Load pickled object in different file - Attribute error

lmartens picture lmartens · Oct 27, 2016 · Viewed 17.8k times · Source

I have some trouble with loading a pickled file in a module that is different from the module where I pickled the file. I am aware of the following thread: Unable to load files using pickle and multipile modules. I've tried the proposed solution of importing the class into the module where I am unpickling my file, but it keeps giving me the same error: AttributeError: Can't get attribute 'Document' on <module '__main__' from ''>

The basic structure of what I am trying to do:

Util file that pickles and unpickles objects, utils.py:

import pickle

def save_document(doc):

    from class_def import Document

    write_file = open(file_path, 'wb')
    pickle.dump(doc, write_file)

def load_document(file_path):
    from class_def import Document

    doc_file = open(file_path, 'rb')
    return pickle.load(doc_file)

File where Document object is defined and the save util method is called, class_def.py:

import utils

class Document(object):
    data = ""

if __name__ == '__main__':
    doc = Document()
    utils.save_document(doc)

File where the load util method is called, process.py:

import utils

if __name__ == '__main__':
     utils.load_document(file_path)

Running process.py gives the mentioned AttributeError. If I import the class_def.py file into process.py and run its main method as mentioned in the original thread it works, but I want to be able to run these two modules separately, since the class_def file is a preprocessing step that takes quite some time. How could I solve this?

Answer

Tadhg McDonald-Jensen picture Tadhg McDonald-Jensen · Oct 27, 2016

in your class_def.py file you have this code:

if __name__ == '__main__':
    doc = Document()
    utils.save_document(doc)

This means that doc will be a __main__.Document object, so when it is pickled it is expecting to be able to get a Document class from the main module, to fix this you need to use the definition of Document from a module called class_def meaning you would add an import here:

(in general you can just do from <own module name> import * right inside the if __name__ == "__main__")

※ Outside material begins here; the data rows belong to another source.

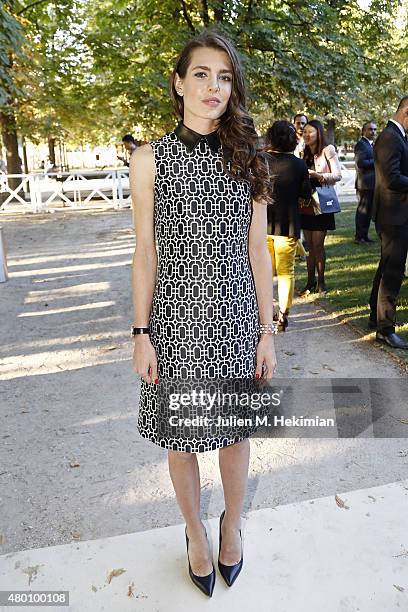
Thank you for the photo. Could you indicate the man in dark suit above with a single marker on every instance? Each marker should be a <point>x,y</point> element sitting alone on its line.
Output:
<point>390,213</point>
<point>365,180</point>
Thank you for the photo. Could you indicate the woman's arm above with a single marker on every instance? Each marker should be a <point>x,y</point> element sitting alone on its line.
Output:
<point>305,189</point>
<point>144,268</point>
<point>262,270</point>
<point>333,161</point>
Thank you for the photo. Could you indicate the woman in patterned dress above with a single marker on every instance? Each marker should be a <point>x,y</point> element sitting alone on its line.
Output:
<point>204,298</point>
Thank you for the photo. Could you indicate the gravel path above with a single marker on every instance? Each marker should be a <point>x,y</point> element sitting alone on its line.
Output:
<point>72,464</point>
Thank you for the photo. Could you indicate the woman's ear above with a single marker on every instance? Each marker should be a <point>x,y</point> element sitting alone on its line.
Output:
<point>178,84</point>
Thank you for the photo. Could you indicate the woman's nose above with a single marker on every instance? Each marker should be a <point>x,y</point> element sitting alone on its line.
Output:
<point>214,86</point>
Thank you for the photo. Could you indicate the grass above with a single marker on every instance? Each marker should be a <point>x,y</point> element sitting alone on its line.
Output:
<point>350,269</point>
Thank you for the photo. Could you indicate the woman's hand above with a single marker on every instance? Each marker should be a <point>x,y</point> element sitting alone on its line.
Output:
<point>265,356</point>
<point>144,359</point>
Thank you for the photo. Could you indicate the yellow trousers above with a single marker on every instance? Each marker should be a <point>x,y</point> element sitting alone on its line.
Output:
<point>283,250</point>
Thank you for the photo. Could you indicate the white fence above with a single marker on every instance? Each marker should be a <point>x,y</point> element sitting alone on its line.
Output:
<point>40,191</point>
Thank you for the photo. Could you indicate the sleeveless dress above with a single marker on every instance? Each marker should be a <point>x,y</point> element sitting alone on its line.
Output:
<point>204,318</point>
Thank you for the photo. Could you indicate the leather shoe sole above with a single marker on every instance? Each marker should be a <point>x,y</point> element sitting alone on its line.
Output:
<point>392,340</point>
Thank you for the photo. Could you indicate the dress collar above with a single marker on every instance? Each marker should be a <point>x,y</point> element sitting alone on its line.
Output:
<point>191,139</point>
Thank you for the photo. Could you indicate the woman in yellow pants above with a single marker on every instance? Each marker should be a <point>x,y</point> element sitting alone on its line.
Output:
<point>290,181</point>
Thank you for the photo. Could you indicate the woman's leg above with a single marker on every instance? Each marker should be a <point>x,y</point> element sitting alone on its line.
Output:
<point>234,462</point>
<point>285,249</point>
<point>271,249</point>
<point>320,256</point>
<point>185,476</point>
<point>311,260</point>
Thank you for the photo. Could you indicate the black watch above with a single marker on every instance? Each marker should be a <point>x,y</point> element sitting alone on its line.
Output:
<point>134,331</point>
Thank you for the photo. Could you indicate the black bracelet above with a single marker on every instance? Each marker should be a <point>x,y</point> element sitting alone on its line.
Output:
<point>139,330</point>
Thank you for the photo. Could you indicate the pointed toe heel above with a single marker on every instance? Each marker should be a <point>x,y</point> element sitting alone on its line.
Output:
<point>229,572</point>
<point>204,583</point>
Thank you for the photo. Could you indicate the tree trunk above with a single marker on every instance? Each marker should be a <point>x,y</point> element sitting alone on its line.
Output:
<point>25,159</point>
<point>9,135</point>
<point>51,150</point>
<point>330,131</point>
<point>219,11</point>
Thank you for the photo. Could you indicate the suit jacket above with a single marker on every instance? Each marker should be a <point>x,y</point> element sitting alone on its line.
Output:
<point>290,181</point>
<point>390,206</point>
<point>364,161</point>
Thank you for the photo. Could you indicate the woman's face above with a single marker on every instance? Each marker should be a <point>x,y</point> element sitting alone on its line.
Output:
<point>310,135</point>
<point>207,85</point>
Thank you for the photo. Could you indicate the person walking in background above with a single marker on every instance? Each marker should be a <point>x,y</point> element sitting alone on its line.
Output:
<point>130,145</point>
<point>299,122</point>
<point>324,169</point>
<point>390,213</point>
<point>365,180</point>
<point>290,181</point>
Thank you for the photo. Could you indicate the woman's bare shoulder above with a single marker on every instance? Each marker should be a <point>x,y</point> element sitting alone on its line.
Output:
<point>142,159</point>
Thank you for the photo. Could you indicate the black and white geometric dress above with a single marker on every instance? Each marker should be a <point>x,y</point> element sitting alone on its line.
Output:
<point>204,319</point>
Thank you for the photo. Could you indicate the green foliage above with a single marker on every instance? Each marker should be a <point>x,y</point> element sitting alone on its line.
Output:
<point>91,71</point>
<point>11,41</point>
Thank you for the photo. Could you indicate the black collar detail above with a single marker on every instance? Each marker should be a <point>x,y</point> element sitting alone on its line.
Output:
<point>191,139</point>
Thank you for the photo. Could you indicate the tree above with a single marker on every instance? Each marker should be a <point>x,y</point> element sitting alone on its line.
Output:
<point>11,41</point>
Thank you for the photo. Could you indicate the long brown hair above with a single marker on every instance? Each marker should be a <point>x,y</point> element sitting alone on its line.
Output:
<point>236,129</point>
<point>320,143</point>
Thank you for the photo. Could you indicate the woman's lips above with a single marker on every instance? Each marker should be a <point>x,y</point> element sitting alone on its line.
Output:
<point>212,103</point>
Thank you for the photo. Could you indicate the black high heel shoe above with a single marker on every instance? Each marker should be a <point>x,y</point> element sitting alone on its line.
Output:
<point>204,583</point>
<point>229,572</point>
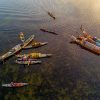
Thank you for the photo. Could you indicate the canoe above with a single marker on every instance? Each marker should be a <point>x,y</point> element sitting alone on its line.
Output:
<point>27,62</point>
<point>44,30</point>
<point>51,15</point>
<point>34,55</point>
<point>87,45</point>
<point>35,45</point>
<point>11,85</point>
<point>16,48</point>
<point>30,39</point>
<point>11,52</point>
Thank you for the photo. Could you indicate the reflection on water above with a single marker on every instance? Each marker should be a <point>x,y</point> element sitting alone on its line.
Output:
<point>72,73</point>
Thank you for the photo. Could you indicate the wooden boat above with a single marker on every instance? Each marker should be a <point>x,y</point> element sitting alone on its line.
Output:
<point>44,30</point>
<point>27,61</point>
<point>35,45</point>
<point>14,85</point>
<point>16,48</point>
<point>30,39</point>
<point>11,52</point>
<point>51,15</point>
<point>34,55</point>
<point>87,45</point>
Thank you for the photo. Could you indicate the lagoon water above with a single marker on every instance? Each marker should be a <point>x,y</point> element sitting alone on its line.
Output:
<point>72,73</point>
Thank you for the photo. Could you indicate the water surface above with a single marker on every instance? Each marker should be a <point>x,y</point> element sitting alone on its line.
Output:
<point>72,73</point>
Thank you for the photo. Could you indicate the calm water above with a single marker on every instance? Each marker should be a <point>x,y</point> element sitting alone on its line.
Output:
<point>72,73</point>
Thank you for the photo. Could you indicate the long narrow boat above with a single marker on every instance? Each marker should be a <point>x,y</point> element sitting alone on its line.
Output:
<point>87,45</point>
<point>51,15</point>
<point>27,62</point>
<point>28,41</point>
<point>14,85</point>
<point>35,45</point>
<point>17,48</point>
<point>34,55</point>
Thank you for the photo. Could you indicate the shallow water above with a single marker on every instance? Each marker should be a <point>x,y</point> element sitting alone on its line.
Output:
<point>72,73</point>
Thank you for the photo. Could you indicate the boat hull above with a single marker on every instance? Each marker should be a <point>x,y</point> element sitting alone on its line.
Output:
<point>15,85</point>
<point>35,45</point>
<point>34,55</point>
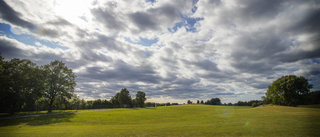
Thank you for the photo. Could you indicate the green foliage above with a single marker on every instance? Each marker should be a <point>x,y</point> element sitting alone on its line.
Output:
<point>21,83</point>
<point>288,90</point>
<point>140,98</point>
<point>189,102</point>
<point>60,82</point>
<point>214,101</point>
<point>124,98</point>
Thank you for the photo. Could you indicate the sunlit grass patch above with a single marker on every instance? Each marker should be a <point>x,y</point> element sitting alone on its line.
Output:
<point>184,120</point>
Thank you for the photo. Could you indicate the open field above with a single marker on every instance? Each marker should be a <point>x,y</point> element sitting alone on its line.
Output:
<point>184,120</point>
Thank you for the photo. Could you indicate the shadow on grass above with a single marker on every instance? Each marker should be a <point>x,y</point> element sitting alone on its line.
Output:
<point>38,120</point>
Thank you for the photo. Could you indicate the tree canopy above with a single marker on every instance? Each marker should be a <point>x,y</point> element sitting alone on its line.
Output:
<point>140,98</point>
<point>60,81</point>
<point>288,90</point>
<point>124,98</point>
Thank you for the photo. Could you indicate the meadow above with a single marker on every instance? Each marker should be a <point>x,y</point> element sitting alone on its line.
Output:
<point>183,120</point>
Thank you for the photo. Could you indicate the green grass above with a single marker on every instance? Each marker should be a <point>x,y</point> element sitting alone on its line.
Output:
<point>185,120</point>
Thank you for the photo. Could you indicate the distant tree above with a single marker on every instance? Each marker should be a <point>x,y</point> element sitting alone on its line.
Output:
<point>60,82</point>
<point>214,101</point>
<point>125,98</point>
<point>21,85</point>
<point>288,90</point>
<point>140,98</point>
<point>311,98</point>
<point>114,100</point>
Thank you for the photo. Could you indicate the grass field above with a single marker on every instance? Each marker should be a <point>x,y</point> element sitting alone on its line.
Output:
<point>184,120</point>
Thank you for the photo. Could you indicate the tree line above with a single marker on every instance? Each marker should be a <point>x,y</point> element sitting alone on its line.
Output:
<point>24,86</point>
<point>291,90</point>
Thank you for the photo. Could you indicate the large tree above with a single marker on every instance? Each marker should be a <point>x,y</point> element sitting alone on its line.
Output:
<point>60,82</point>
<point>21,84</point>
<point>288,90</point>
<point>124,98</point>
<point>140,98</point>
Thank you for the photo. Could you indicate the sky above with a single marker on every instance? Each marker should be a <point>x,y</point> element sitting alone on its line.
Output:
<point>173,50</point>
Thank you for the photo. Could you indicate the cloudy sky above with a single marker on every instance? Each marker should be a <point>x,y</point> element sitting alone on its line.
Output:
<point>173,50</point>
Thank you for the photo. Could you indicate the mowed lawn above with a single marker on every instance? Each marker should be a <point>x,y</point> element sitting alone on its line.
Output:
<point>183,120</point>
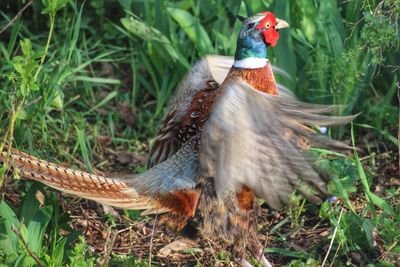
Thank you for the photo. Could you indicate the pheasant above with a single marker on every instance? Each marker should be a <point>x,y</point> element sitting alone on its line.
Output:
<point>231,134</point>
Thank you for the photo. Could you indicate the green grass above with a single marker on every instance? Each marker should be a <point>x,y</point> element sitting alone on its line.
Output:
<point>73,73</point>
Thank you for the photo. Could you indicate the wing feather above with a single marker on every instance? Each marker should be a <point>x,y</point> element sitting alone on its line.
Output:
<point>251,138</point>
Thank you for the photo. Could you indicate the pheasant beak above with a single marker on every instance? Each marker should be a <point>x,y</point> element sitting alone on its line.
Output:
<point>280,24</point>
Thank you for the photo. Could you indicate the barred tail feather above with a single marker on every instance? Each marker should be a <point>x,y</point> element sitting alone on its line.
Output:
<point>109,191</point>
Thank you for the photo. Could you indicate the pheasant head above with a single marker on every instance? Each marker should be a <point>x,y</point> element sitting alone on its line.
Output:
<point>257,33</point>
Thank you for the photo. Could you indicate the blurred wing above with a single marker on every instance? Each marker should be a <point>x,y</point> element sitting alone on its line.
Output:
<point>174,127</point>
<point>255,139</point>
<point>172,182</point>
<point>205,77</point>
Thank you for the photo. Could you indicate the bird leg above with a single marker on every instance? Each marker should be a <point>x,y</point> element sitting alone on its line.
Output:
<point>257,250</point>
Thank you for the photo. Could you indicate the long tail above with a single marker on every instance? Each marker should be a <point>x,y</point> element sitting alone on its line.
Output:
<point>109,191</point>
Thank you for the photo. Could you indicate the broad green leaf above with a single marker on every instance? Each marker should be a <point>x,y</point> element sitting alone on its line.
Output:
<point>37,228</point>
<point>8,220</point>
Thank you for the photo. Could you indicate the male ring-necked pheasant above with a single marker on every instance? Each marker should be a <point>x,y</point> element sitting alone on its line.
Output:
<point>231,135</point>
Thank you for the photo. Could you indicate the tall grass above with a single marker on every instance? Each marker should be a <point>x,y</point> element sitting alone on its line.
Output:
<point>84,70</point>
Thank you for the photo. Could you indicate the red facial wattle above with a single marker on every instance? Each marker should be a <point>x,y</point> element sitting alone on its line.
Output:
<point>267,27</point>
<point>271,36</point>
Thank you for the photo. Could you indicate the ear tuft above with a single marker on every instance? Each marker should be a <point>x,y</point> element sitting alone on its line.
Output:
<point>241,18</point>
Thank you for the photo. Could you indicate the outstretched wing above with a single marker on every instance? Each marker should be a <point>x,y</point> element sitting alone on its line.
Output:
<point>257,140</point>
<point>182,115</point>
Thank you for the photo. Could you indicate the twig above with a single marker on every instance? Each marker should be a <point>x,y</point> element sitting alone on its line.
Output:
<point>398,131</point>
<point>151,238</point>
<point>334,257</point>
<point>30,252</point>
<point>333,239</point>
<point>16,16</point>
<point>108,246</point>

if __name__ == '__main__':
    from class_def import Document 
    # ^ so that it is using the Document class defined under the class_def module
    doc = Document()
    utils.save_document(doc)

that way it will need to run the class_def.py file twice, once as __main__ and once as class_def but it does mean that the data will be pickled as a class_def.Document object so loading it will retrieve the class from the correct place. Otherwise if you have a way of constructing one document object from another you can do something like this in utils.py:

def save_document(doc):
    if doc.__class__.__module__ == "__main__":
        from class_def import Document #get the class from the reference-able module
        doc = Document(doc) #convert it to the class we are able to use


    write_file = open(file_path, 'wb')
    pickle.dump(doc, write_file)

Although usually I'd prefer the first way.